The future of Power Management - together with Activities

Thomas Zander zander at kde.org
Sun Oct 2 10:07:29 BST 2011


> I mean, the profile can be changed by switching Activities, so what is the
> technical reason it cannot be done by the user directly? The reason I'm
> concerned is that it takes concepts (power management policy, current
> Activity) which, although related, are orthogonal and then artificially
> combines them.

As I understand the reasons for all those questions is the same; its a natural 
fit.
I'm not sure why you wrote they are orthogonal as the two concepts are 
perfectly in line as far as I can tell.

I've always had a slightly different take on activities, one that has not 
really been advertised as such, maybe my view may make the relation between 
power profiles and activities a bit more clear.
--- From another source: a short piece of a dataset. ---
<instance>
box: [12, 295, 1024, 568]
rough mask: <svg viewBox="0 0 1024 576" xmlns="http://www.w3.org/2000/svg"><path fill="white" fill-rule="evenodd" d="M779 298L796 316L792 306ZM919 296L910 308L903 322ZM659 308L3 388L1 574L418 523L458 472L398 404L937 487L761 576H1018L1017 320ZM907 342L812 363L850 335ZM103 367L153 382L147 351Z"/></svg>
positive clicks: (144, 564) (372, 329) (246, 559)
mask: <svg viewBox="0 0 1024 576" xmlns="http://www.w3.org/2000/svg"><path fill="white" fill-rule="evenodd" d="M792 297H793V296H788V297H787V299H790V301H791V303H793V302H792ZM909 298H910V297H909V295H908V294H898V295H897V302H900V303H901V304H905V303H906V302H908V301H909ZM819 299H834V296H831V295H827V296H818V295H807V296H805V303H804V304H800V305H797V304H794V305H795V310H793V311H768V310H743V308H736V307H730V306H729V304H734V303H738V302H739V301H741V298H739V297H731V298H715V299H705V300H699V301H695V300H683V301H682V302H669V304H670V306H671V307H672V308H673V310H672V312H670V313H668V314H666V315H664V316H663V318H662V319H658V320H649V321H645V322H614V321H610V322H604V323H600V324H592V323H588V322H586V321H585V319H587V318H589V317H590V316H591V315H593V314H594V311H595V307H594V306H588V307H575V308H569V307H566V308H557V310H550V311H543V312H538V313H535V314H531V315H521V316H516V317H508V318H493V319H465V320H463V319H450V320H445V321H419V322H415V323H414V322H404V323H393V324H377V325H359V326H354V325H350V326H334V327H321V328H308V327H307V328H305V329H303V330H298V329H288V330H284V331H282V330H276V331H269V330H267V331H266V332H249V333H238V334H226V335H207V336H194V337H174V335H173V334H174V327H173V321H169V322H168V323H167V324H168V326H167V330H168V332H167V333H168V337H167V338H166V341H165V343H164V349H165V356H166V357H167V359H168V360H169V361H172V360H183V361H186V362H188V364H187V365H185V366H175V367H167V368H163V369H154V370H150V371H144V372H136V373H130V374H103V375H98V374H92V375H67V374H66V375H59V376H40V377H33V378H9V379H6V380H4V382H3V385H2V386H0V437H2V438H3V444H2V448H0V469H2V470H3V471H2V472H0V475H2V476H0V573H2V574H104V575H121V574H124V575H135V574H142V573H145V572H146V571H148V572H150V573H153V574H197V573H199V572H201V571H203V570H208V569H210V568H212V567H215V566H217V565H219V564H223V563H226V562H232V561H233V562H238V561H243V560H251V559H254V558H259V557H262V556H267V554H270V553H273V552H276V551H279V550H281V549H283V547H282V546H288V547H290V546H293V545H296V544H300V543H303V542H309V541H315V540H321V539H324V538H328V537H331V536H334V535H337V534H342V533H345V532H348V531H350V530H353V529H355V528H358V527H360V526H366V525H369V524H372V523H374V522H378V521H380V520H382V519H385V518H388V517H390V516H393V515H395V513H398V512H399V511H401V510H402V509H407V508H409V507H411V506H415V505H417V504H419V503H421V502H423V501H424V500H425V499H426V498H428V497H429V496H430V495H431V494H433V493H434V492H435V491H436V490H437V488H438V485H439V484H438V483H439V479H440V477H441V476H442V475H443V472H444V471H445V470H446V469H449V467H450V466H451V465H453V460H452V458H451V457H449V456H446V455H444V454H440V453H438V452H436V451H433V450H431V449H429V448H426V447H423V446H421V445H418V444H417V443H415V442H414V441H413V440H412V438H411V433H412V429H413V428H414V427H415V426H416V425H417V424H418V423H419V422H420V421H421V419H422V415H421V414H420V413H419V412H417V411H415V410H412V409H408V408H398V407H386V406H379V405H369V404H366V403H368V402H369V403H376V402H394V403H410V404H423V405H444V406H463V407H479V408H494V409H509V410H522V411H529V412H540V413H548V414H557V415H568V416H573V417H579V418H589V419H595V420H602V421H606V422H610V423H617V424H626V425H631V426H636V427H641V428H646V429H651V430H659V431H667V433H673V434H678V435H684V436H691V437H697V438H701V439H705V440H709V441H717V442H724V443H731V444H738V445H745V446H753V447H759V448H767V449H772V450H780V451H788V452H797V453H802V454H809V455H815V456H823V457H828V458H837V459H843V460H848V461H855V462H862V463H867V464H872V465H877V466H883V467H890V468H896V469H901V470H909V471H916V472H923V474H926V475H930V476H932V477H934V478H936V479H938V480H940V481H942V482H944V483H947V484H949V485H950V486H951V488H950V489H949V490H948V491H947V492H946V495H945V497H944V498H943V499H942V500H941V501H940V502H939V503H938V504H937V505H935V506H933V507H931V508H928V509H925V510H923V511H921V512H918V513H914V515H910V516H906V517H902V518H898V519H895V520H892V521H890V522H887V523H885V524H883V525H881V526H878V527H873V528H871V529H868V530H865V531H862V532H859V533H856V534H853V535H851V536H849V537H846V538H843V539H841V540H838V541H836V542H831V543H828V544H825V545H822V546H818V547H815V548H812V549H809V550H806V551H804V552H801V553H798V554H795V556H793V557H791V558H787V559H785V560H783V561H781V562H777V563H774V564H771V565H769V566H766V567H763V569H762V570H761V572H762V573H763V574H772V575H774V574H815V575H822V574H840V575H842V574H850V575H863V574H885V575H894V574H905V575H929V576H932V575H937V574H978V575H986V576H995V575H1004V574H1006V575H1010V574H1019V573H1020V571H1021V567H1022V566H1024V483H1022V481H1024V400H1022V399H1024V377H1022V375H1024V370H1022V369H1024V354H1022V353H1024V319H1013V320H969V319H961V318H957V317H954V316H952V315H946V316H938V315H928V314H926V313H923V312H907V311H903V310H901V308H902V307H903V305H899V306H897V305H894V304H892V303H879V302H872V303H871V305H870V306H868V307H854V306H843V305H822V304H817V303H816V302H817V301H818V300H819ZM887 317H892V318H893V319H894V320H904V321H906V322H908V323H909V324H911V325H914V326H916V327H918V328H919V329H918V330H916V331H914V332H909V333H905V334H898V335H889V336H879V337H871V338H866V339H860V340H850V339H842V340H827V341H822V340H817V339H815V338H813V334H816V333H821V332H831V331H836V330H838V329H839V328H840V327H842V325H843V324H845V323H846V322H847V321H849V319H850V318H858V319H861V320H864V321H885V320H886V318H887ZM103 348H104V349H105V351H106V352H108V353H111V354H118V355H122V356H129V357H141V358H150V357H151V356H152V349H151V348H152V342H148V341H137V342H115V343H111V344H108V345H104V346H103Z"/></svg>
In KDE we reached a point where various technologies needed to 'guess' what 
the user was doing.  You can see this go back as far as the kde3 app that 
allowed you to register how much time you spent on some tasks. Excellent 
tool  for consultants ;) It had a setting that started/stopped the clock based 
on the virtual desktop.
Later we got nepomuk which makes different relations and data structures 
based on some settings.
We got an offline mode in kdepim. Which later evolved into an offline mode in 
the network manager, which later evolved into the offline mode in solid.
We have power-management profiles.
There is a way for apps to say they are in 'presentation mode' so the 
screensaver doesn't kick in.  

All these settings *can* be managed individually, but you probably know that 
most users don't want do make those settings manually, everytime something 
changes.
Anyone that is in a company with plenty of meetings knows that people don't 
turn off their screensaver or their ICQ/jabber when doing a presentation.

So the way I see activities is that you can map a lot of those settings that 
are frankly all over the place onto a real-world activity.
Plasma added a nice user interface for it and things suddenly became more 
consistent.

So to go back to the initial point, in my view the power management and the 
activities concept are not at all orthogonal, its a natural evolution.